The environmental crisis in the Black Sea resulting from anthropogenic forcing, and accompanied by natural variability and climatic changes, is manifested by dramatic changes in its ecosystem and resources. The fishery yields have declined dramatically with 80% reduction in total catch in the last few years, and only six out of the 26 species of commercially valuable fish of the 1960's remaining in exploitable quantities. Irretrievable losses of some significant delta wetlands and their habitats have taken place. Harmful algae blooms (red tides) are frequently observed. Changes in the species composition and community structure of plankton and loss of biodiversity have taken place. The events in the Black Sea could be nature's warning for other regions of the world. The Black Sea environment is one of the most sensitive environments in Europe. The complex societal-driven problems in the two regions should be addressed with an innovative and multidisciplinary approach, and by involving the principal stakeholders from the public sectors, the end-users and policy-making sectors.

There are several EU and international research and action programmes (MEDA, SMAP, LIFE Third Countries, DG Research/Marine Science and Technology with two Mediterranean Targeted Projects (MTP 1 and MTP 2-MATER), DG Research/Environment and Sustainable Development ELOISE initiative, INCO/AVICENNE, FAIR, RECITE and ECOS, OUVERTURE, INTERREG, TERRA etc. and projects within them that deal with one or more aspects of the environment in the Mediterranean. Furthermore, a good share of other EU programmes which cannot be classified strictly as environmental programmes, falling under ‘regional development’ transnational and international co-operation; telecommunication, etc, also have some important environmental components. These arise also from the incorporation of environmental concerns in sectoral policies and planning as requested by the consolidated EU treaty. However, information on environmental programmes, funding and projects within the EU is fragmented, the environment being a transversal issue which is dealt with by several Commission Directorates General (DGs).

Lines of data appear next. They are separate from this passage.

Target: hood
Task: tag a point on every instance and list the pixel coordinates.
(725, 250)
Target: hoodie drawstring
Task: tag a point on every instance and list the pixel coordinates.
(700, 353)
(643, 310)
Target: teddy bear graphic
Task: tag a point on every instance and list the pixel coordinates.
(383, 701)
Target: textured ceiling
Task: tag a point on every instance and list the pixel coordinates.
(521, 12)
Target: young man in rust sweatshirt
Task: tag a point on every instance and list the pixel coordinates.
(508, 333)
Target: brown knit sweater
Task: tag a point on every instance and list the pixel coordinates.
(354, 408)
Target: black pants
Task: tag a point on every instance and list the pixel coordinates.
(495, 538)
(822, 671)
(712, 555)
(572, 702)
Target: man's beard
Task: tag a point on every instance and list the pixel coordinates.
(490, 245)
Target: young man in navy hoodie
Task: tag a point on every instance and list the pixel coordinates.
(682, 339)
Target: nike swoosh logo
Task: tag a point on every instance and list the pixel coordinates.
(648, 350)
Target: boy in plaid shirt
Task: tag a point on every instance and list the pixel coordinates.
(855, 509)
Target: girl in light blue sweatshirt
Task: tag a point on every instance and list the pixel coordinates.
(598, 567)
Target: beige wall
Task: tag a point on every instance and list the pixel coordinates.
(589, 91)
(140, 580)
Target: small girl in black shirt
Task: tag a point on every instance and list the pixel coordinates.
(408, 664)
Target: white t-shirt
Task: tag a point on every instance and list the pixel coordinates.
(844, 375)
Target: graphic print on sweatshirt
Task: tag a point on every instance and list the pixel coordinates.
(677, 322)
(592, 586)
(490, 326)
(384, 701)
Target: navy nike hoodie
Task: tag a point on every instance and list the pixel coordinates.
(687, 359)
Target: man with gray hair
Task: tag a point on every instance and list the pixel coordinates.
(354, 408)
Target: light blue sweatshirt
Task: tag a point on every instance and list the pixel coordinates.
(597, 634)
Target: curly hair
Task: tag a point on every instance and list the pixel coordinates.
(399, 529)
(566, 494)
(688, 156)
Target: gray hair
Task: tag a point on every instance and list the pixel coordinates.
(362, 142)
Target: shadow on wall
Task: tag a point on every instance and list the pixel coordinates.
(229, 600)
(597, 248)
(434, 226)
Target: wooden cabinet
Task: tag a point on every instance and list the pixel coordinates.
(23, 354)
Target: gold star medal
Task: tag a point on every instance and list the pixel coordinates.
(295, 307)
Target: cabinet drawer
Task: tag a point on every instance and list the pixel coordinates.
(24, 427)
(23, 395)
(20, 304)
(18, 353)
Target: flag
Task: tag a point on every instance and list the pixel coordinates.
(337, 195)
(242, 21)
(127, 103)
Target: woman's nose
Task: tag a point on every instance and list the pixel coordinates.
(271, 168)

Several environmental research programmes have also been developed by many Black Sea countries and international organisations and the European Union in order to address some of the issues facing the Black Sea region. Among them are the Black Sea Environmental Program is funded by the Global Environmental Facility (GEF) with additional funds from CEC's PHARE and TACIS programmes and bilateral contributions from Canada, The Netherlands, Switzerland and France; the Environmental Program for the Danube River Basin; the EROS 2000 (European River Ocean System) project of European Commission focuses on the Northwestern Black Sea; the Cooperative Marine Science Programme for the Black Sea (CoMSBlack) is an international research programme for the scientific study of the Black Sea and is sponsored by IOC. Finally, other International organisations such as the International Atomic Energy Agency, the Food and Agricultural Organisation, the World Health Organisation and the International Maritime Organisation also support specific programs in ocean research and fates of radioactive substances.